I think this is a valid reason, just make sure it is documented in the
code here and for _attach() above.

>
> Thanks,
> Tanmay
>
>
>
> >>      return 0;
> >>   }
> >>
> >> @@ -896,6 +931,26 @@ static void zynqmp_r5_coredump(struct rproc *rproc)
> >>      (void)rproc;
> >>   }
> >>
> >> +static int zynqmp_r5_handle_crash_rsc(struct rproc *rproc, void *rsc,
> >> +                                  int offset, int avail)
> >> +{
> >> +    struct zynqmp_r5_core *r5_core = rproc->priv;
> >> +
> >> +    r5_core->crash_report =
> >> +            (struct xlnx_rproc_crash_report *)(r5_core->rsc_tbl_va + offset);
> >> +
> >
> > This function is so simple that I would fold it in zynqmp_r5_handle_rsc() below.
> >
>
> Ack.
>
> > Thanks,
> > Mathieu
> >
> >> +    return RSC_HANDLED;
> >> +}
> >> +
> >> +static int zynqmp_r5_handle_rsc(struct rproc *rproc, u32 rsc_type, void *rsc,
> >> +                            int offset, int avail)
> >> +{
> >> +    if (rsc_type == FW_RSC_VENDOR_CRASH_REASON)

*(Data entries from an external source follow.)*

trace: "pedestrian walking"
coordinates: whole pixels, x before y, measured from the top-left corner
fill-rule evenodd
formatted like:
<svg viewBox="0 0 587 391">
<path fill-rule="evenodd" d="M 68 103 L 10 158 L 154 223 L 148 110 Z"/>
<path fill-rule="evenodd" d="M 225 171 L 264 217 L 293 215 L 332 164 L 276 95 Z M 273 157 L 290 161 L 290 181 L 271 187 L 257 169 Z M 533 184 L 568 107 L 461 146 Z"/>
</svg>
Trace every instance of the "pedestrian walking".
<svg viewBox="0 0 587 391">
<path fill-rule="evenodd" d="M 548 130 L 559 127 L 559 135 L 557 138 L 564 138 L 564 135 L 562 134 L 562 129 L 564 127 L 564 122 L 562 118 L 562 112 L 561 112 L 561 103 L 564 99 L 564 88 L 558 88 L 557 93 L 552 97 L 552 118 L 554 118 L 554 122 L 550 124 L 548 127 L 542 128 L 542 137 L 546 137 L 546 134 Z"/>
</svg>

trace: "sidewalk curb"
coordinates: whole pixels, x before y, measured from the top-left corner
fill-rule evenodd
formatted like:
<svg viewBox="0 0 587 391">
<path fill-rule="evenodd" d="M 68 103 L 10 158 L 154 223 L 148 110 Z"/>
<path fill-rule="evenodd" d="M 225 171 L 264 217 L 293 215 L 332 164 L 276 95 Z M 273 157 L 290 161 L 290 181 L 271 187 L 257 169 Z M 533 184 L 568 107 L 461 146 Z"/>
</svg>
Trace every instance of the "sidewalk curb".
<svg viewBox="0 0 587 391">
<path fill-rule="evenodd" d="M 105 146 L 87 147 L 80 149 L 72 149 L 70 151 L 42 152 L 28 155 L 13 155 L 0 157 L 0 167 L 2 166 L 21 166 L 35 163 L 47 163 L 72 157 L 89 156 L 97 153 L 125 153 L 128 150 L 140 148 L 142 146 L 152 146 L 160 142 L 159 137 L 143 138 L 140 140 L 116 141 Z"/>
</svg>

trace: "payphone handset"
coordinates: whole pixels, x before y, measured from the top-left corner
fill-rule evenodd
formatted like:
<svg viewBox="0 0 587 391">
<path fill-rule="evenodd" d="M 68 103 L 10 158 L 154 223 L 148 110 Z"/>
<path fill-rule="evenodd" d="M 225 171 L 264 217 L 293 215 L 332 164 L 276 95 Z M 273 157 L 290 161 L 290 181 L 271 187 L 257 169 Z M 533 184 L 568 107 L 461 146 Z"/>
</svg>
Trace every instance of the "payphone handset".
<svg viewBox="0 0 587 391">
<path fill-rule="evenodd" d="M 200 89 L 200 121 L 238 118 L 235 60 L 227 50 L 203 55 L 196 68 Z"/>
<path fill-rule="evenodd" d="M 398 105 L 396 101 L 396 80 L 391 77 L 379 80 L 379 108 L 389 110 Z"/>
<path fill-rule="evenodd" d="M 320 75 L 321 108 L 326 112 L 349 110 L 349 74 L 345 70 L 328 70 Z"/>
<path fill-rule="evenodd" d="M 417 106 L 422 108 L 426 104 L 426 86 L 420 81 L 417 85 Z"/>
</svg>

> >> +            return zynqmp_r5_handle_crash_rsc(rproc, rsc, offset, avail);
> >> +
> >> +    return RSC_IGNORED;
> >> +}
> >> +
> >>   static const struct rproc_ops zynqmp_r5_rproc_ops = {
> >>      .prepare        = zynqmp_r5_rproc_prepare,
> >>      .unprepare      = zynqmp_r5_rproc_unprepare,
> >> @@ -911,6 +966,7 @@ static const struct rproc_ops zynqmp_r5_rproc_ops = {
> >>      .attach         = zynqmp_r5_attach,
> >>      .detach         = zynqmp_r5_detach,
> >>      .coredump       = zynqmp_r5_coredump,
> >> +    .handle_rsc     = zynqmp_r5_handle_rsc,
> >>   };
> >>
> >>   /**
> >> --
> >> 2.34.1
> >>
>